Ecology and adaptations of Cetaceans 

They have an aquatic lifestyle, feeding mating and giving birth in the water. They have complex hunting and feeding methods, with vocalisation including echolocation, and a complex community structure. Only Baleen whales are solitary but can form feeding groups, if only for a few hours. Methods of feeding include bubble nets, used by Humpback Whales; kerplunking by Bottlenose Dolphins, and listening by Killer Whales. 

Mysticetes: Feeding and prey

Mysticetes are batch feeders, that gulp and create a suction in the rear part of their mouths to draw in water; this the Grey Whale and Blue Whale does. They also skim a continuous flow of water through their mouths, such as the Pygmy Right Whale and Bowhead Whale. Mysticetes feed upon krill and other zooplankton, alongside cephalopods and fish. 

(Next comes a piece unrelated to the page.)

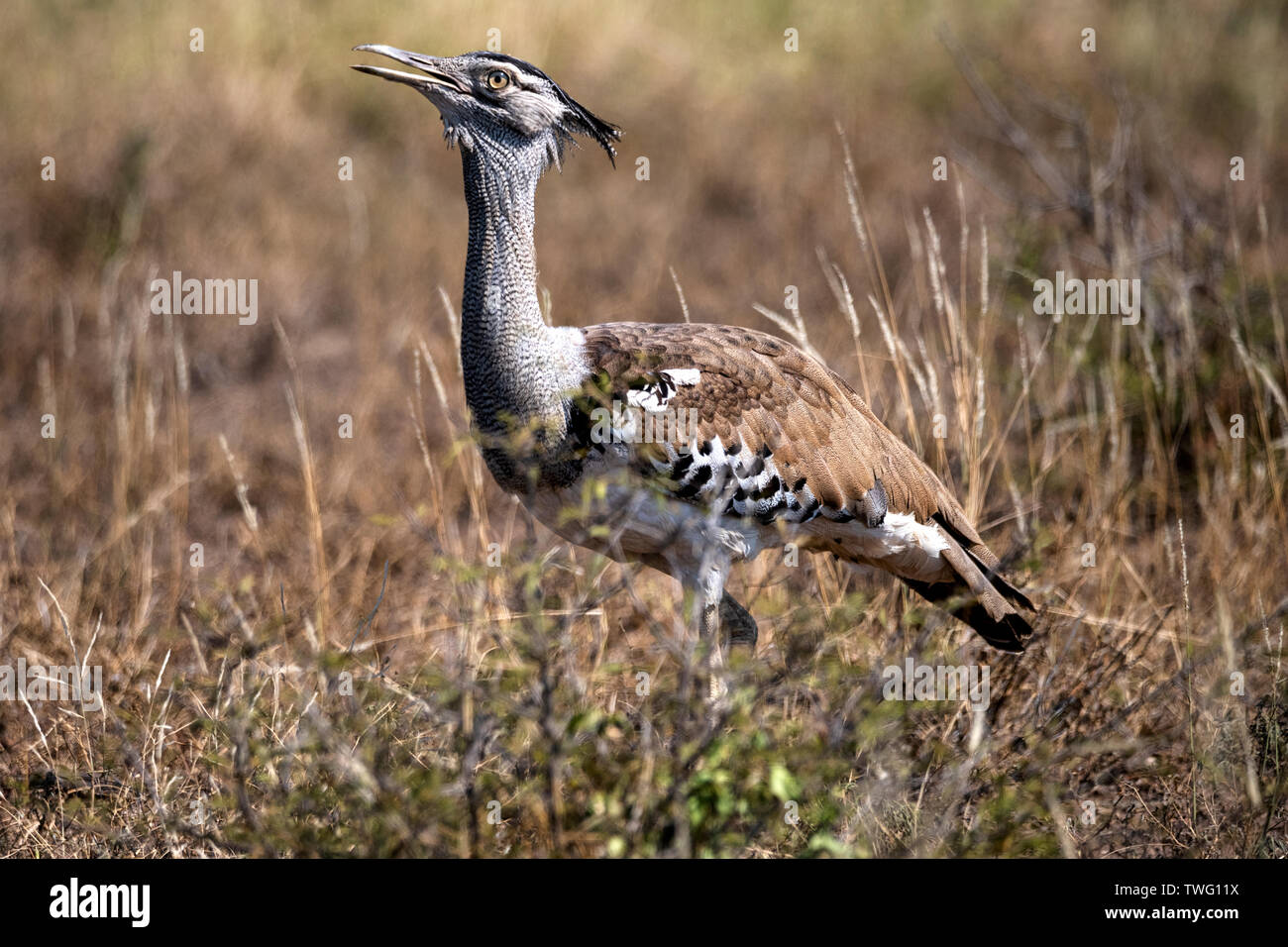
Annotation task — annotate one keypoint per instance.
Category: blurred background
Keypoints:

Mysticetes: Feeding and prey

Odonticetes are raptorial, grabbing their prey with rapid swimming motions, but they also use oral or larangeal expansion to draw in prey. The Delphinidae feed upon cephalopods; Phocenidae feed upon cephalopods and fish; Ziphiidae feed upon cephalopods; Monodonticidae feed upon fish, cephalopods and benthic invertebrates. 

Threats

  • By-catch from fisheries; porpoises and dolphins in particular are threatened by this.
  • Food competition between dolphins and porpoises
  • Cetacean Decompression Sickness, which is linked to active sonar blasts that interfere with their orientation and communication.
  • Phocine Distemper Virus, amongst other diseases.